Öyleyse, yaşlıların elindeki asıl gücün doğaüstü bir izin olduğu açığa çıkmaktadır: Yaşamda başarı için elzem olan belli bir bilgiyi vermeme tehdidi. Ayrıca, yaşlılar genel kamunun fikrini bir kişiye karşı da çevirebilirler.
Bir kafile içinde yaşlılar yabancılarla ilgilenmekten sorumlu oldukları gibi, kan davalarını örgütlemekten ve suçluların cezalandırılması için diğerlerini harekete geçirmekten de sorumludurlar. Bununla birlikte yaşlıların, yasayı uygulamak için polis kuvveti gibi bir güçleri yoktur. Suçlu olduğu iddia edilen birini cezalandırmak için, topluluk içindeki fiziksel olarak güçlü erkekleri yüreklendirirler.
Doğaüstü yaptırımlar Avustralyalıların düzeni koruma tekniklerinin önemli bir parçasını oluşturur. Kemik işareti iyi bilinenlerindendir ve kişinin bunu kullanmak için bir uzman olması gerekmez. Bu teknikte büyülü bir kemik kişinin düşmanı istikametinde tutulur – tabii ki bunun yapılacağı o kişiye söylenmiştir. Sonunda kurbanın hastalanıp, öleceği öngörülür. Cannon’un çok uzun süre önce belirttiği gibi, bu teknik iş görür. Kurbanlar kendilerini ölüme teslim ettikleri için ölürler.

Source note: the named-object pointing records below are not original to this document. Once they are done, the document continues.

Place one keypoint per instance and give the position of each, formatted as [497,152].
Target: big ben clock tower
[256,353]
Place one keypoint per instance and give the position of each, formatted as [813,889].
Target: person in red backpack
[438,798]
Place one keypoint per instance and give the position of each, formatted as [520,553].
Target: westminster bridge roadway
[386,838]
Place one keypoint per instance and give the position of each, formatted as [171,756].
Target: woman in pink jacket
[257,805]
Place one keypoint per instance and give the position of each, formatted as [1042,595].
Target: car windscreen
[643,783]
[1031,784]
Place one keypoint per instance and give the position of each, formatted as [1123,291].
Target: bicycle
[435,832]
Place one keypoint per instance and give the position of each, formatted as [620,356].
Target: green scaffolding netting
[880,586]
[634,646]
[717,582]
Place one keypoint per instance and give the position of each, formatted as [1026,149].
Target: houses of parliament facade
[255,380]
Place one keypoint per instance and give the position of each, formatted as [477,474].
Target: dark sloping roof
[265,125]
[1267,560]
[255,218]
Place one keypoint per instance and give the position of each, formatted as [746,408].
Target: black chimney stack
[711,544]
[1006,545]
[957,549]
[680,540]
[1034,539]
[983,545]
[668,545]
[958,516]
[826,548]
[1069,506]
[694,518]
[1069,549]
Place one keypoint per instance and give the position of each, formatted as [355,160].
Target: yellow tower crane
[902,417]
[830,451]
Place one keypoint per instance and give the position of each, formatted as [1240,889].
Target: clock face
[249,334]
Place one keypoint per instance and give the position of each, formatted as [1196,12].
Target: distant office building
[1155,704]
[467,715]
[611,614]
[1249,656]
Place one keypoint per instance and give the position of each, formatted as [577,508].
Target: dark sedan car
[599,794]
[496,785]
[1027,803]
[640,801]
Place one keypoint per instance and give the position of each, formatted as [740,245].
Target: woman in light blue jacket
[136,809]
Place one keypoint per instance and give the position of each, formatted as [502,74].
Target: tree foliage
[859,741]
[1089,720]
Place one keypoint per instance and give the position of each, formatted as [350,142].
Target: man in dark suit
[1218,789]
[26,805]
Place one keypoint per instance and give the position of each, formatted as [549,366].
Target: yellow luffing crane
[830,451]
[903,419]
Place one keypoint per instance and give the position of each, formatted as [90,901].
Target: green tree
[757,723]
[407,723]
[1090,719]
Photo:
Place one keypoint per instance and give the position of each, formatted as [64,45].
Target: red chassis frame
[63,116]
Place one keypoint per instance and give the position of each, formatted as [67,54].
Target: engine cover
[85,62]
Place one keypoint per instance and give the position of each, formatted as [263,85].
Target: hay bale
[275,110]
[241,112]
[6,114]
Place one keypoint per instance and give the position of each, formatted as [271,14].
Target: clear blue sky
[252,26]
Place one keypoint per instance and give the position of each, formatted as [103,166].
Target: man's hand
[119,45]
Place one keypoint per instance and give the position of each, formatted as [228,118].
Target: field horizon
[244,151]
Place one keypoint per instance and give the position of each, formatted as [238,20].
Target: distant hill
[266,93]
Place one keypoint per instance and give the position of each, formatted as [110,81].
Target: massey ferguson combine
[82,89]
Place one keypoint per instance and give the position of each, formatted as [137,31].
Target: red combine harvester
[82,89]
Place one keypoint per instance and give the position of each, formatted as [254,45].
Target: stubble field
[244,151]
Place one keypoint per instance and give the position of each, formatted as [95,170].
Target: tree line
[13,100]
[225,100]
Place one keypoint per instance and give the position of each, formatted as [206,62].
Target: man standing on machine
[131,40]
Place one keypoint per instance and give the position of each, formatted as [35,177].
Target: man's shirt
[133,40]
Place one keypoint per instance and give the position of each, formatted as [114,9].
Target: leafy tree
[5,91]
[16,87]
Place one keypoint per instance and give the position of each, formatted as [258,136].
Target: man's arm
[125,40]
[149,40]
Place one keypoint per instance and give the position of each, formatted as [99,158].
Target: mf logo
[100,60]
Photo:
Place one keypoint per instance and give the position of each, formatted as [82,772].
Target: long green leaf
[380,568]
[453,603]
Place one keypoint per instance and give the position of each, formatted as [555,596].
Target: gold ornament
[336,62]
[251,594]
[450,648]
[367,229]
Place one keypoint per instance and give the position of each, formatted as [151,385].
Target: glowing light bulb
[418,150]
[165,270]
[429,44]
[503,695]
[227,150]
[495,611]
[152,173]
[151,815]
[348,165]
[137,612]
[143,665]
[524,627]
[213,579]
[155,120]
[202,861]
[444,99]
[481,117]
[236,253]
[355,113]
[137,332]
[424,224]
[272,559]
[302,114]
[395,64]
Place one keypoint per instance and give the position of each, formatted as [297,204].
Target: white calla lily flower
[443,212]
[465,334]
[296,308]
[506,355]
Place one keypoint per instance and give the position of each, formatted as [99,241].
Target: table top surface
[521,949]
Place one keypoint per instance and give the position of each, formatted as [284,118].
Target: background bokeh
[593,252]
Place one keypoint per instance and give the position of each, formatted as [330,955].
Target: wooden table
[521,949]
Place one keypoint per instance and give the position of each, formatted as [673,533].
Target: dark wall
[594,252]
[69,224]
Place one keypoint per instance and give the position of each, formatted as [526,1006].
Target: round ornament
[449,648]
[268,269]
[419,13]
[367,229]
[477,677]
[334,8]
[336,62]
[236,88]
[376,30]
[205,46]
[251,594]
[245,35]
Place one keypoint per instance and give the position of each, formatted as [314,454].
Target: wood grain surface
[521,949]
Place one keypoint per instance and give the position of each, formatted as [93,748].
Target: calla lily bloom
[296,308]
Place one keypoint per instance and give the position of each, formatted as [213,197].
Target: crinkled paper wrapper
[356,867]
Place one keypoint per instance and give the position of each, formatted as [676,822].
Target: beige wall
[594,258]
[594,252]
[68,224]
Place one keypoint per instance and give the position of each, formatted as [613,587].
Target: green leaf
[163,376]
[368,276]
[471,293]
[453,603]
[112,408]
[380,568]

Inuitler gibi Avustralyalıların da yarım zamanlı din görevlileri ya da şamanları vardır. Bu kişiler, bir tür zanaat uzmanları loncası oluşturan bir grup şamanın yönetiminde özel bir kabulden geçerler. Şamanların bir düşmanın büyüsüne karşı saldırıya geçme güçleri vardır. Başka birini de yok edebilirler. Dolayısıyla kamuoyunu etkileme ve harekete geçirmede temel bir güçtürler. Warner’a göre, bu açıdan ayin liderleri kadar etkilidirler (242).
Avustralya toplumu Inuitlerde ve Pigmelerde görülenden daha fazla resmiyet ve yapı içeren bir siyasi sistemi temsil eder. Aslında, gerontokratik özellikler Afrika’nın bahçeci topluluklarında daha yaygındır. Gene de Avustralyalılar yaygın ve dini yaptırımlara göre yaşarlar. Yaşlıların elinde tuttuğu ve tam bir erkek statüsüne kavuşmak için şart görülen bu törensel inisiasyonların kontrolü, nüve halindeki bir yönetim formuna benzer. Fakat Avustralya grupları akrabalığa dayanan topluluklar olduğundan ve bu yaşlılar aynı zamanda topluluk üyelerinin akrabası olduğundan, böyle adlandırılıp böyle muamele gördüklerinden, konumları bir yönetici ya da polisinkinden ziyade bir dedenin konumudur. Ayrıca, yaşlılar buyruklarını yerine getirtmek için hiçbir şekilde şiddet kullanma tekeline sahip değillerdir; oysa ki bu, yönetime dayanan yapıların temel taşıdır.